And now we're back to no one being 1st level ever. Now a hunter is no longer a 1st level commoner? Good grief, who is?
In a system that posits twenty levels and a variety of classes, not many people.
I find the DMG guidelines on demographics ludicrous given the rest of the rules structure, and generally assume than any NPC gains several levels over the course of a lifetime. Thus, a 1st level commoner is generally limited to teenagers with no specific training or various forms of mendicant, addict, or people who otherwise don't do anything. An adult citizen is likely to have a few levels of commoner, even if no other class is appropriate. Why have all that granularity and not use it?
Sounds like a problem with your group then, not with the game. I find it stunningly hard to believe that people refuse to play any other RPG than D&D. Good grief, do you only play one video game or one sport? Ever?
If there were other realistic alternatives, things might be different. But what other game is well-known enough to recruit new players and well-developed enough to satisfy experienced rpg-ers? I don't know of any.
Well, considering the name on the box, I think that any purported D&D system that does not strongly handle dungeon crawl play is not really D&D anymore.
That is an interesting issue. My sense of things is that the concept of a dungeon is an anachronism and is generally not used any more (dragons are still quite relevant). Certainly I rarely use anything that even loosely meets that definition, and don't play anything close to the dungeon-crawling style. I see a lot of chatter around that issue. Maybe it's worth doing a poll on it or something.
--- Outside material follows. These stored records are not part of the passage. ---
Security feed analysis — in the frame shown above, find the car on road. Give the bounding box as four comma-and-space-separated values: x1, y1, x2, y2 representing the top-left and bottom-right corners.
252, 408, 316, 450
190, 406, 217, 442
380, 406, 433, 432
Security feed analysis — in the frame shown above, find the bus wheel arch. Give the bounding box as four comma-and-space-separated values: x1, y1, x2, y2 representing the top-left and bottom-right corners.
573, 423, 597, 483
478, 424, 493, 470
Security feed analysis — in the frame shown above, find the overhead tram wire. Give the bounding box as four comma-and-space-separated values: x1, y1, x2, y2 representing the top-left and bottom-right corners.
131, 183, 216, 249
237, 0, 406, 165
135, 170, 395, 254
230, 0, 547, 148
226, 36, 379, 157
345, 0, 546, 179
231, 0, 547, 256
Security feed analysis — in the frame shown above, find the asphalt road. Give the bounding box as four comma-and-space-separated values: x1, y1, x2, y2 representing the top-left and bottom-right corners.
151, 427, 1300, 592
I reject your notion of "advanced" players entirely.
My players don't.
Sorry, but, "routinely ignore the rules and just build their own classes" is something I've never seen done at any table I've played at.
Most tables call routinely ignoring rules cheating.
Really? You've never used alternate class features? More strangely, you've never had a player proudly present you their homemade class? Or just straight-up ask to change a class ability to something else?
If that's really true, you are indeed in some kind of alternate universe from where my games are played. I look at character creation as a collaborative process between player and DM, using the rules as a baseline. I gave up on using
any class as written years ago.
That you can ignore the rules is not a very good argument for keeping those rules.
Actually, it kind of is. That's called an "optional" or "modular" approach.
There is nothing inconsistent in allowing DM's to design NPC's outside of the class framework. There's an entire book of monsters that doesn't follow the class framework after all. Are you saying the Monster Manual is inconsistent?
Yes.
Why is a tailor different from, say, a wild boar? After all, that wild boar has abilities that PC's can never gain (ferocity) and the stats of the creature are entirely ad hoc.
A wild boar is a race, not a class. So the valid comparison is between a boar and a human. Obviously, a boar cannot advance by conventional classes because it lacks intelligence, and its ferocity, like elven immunities or gnomish cantrips, is a product of its race, not training.
That being said, all races should be considered in the same way (humanoid and otherwise) and all advancement should be considered in the same way.